To please her parents she went on the course, which was seven days long. “Something started to feel different, I began to take notice of what was being taught, it was different,” she says.

“Its a type of woman power, or female power,” says Paru from Peterborough, who doesn’t attend the centre but watches videos on Youtube of the world famous Sister Shivani, who is the winner of ‘The Women of the Decade Achievers Award’ [ASSOCHAM’S Ladies League], and who inspires people through her channel that focuses on practical and useful spirituality with titles such as “Do small issues trouble you?” or “Gossip enters your energy field.”
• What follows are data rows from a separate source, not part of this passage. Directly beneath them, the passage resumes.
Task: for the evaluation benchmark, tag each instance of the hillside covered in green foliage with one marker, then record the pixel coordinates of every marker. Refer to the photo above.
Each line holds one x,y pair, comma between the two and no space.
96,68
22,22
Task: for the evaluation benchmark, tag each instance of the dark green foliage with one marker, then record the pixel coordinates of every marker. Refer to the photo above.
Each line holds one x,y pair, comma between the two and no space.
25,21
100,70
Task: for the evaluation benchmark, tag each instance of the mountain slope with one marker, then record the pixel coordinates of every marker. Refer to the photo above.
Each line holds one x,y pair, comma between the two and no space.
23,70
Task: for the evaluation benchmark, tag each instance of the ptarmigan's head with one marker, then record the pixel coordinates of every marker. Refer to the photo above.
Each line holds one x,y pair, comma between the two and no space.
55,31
Paru’s family were distraught about her decision to become a BK sister. “When they found out, my husband and dad started shouting at me and my mum didn’t speak to me,” she says.

“My family always preached to me about how bad it is, I don’t preach, yet I’m the one who is supposedly in a cult,” she says. “I’m independent, I handle my own finances. I’m a better mother and more calm with the kids.” 

Paru’s husband initially had concerns about the friends she made online through the BK forums: “I mix with women of all casts, religions and colours,” she says. “We have a Whatsapp group and on there my friends are English, Muslim, Indian, Swedish, Italian, Australian. But they are all BK because BK women don’t gossip.”

“People in BK don’t talk about other people, because our lives are fulfilled, I am not just a housewife, a mother, or a daughter in law I am all of those things whilst still being close to god, have a purpose outside the home, but new people with different views it scares my husband.”

“Becoming celibate is an empowering decision for a woman.”

Women in Brahma Kumaris hold top administrative positions within the movement yet BK affirms that It is the partnership with both women and men together, based on respect and equality that makes everything balanced.

“It’s not that men are less,” says Paru. “Dada, the founder of BK is a man. Men do have big roles in BK, it’s just in BK, women can do it too. Women and men are the same. That is a threat to some men,” she says.

She says that although she can’t live in the same way that other sisters live because she has children. She does follow the diet, the lessons, and also practises celibacy. She believes that women were put at the forefront because of celibacy, “That is a weakness for man, and it might be why so many are against us, becoming celibate is an empowering decision for a woman.”